Monday, April 21, 2008

weekend recap!

The little scavenger hunt that I alluded to in the last post ended up being one of the most interesting/entertaining/ridiculous experiences that I've had in my college career. My awesome team ended up placing third (out of 22 registered teams!), and I have to say, I don't know if I'll ever participate in anything as simultaneously challenging and absolutely absurd.

Some of the things that I did:
-Gained employment at a car wash
-"Got freaky" on a mannequin in Macy's
-Researched where to buy a live chicken in my city, as well as contacted the local Humane Society so we could return it afterwards (my teammates carried this out, but I found the information)
-Rickrolled a dean
-Translated an entire chapter of Harry Potter into l33t (such a tragedy, actually, because I misread the task and we were only supposed to translate a paragraph)
-Went co-ed skinny dipping at six in the morning (fucking COLD)
-Slept only 40 minutes the entire 24 hour period and fasted the entire time (it was for points. Stupid, I know, but true)
-Got two people under the age of 18 to read one of the Vagina Monologues for the judges
-Got an 80 year old woman* to do the same

Some of the things my teammates did:
-Naked oil wrestled in front of a huge cheering crowd of people
-Used a dual douche/enema device
-Febreezed the entirety of one of the frats on campus
-Masturbated a la mysterious stranger (when you sit on your hands until they go numb and then masturbate) while crying to "Love Will Tear Us Apart" in the background AND FILMED IT FROM THE WAIST DOWN
-Railed garam masala (apparently this stuff BURNS) off an erect penis
-Gave a blowjob on the lawn of the college's president (as in not the student one, but the one that gets paid tons of money)
-Drank their own piss
-Suckled a cat
-Participated in an actual circle jerk (again, to the approving cheers of a shit ton of people)
-Came on some Tastykakes and then ate their own cum in front of the judges

While some of this stuff may sound horrible and demeaning, in the end, none of us felt like we did anything that we regretted (which is, I think, really important). Also, realize that I'm giving you the most ridiculous highlights (there were other, less shocking tasks, like offering to buy someone a "drank" T-pain style or calling your parents and telling them that you had gotten someone pregnant/were pregnant and sustaining the conversation for ten minutes). In the end, I think this is something I would never do again (obviously), but I am so incredibly happy that I did it once (and did it right!).

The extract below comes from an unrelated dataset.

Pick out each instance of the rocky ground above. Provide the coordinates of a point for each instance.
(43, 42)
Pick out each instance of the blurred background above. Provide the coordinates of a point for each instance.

The funniest part is that this whole scavenger hunt is centered around 4/20, but no one on my team did a single drug and three of us didn't even get drunk in the entire 24 hour period of the event. When Sunday (the actual 4/20) rolled around, I was back in my favorite academic building, busily working away.

*This actually turned out to be a horrible idea. The woman that we found was pretty awful (though I guess somewhat hilarious if you could prevent yourself from being offended). When she asked me what I studied and I responded with "Sociology/Anthropology, Women's Studies, and English Literature," she asked me how I thought I was going to find a man who was willing to marry me. When I awkwardly tried to laugh and say it would be even harder because I'm going to grad school, she nodded wisely and told me that my marriageability was "going down" (my awesome teammate then tersely told her that "at least her hireability is going up").

Whilst reading the monologue (I had her do the "what my vagina would wear" because it was the least "obscene"), she commented "I suppose this is supposed to be funny," and then informed us that what her vagina would wear would be a penis "because that's what vaginas are made for." Upon seeing our shocked expressions (heterosexism! heterosexism!), she paused for another minute, and then said "Well, they're made for that and I suppose to be a birth canal."

The crowning moment came when we were leaving and she asked me where I was from "originally." When I said China, her response was, "Oh....so that's where you get that accent from." (Realize that I came to the United States when I was two years old, and I most assuredly do NOT have an accent whatsoever). I guess in some ways this woman was rather amusing (she told us that Jews brought civilization to most of the world and that she was quite upset that her son had married a Catholic), but in the end, I really question whether it was worth the whole ordeal just to get the points.

1 comment:

a Wildean pursuit said...

hahahah oh dated old ladies. I've had that sort of reaction before, "why are you in SCIENCE???" oh if they only knew.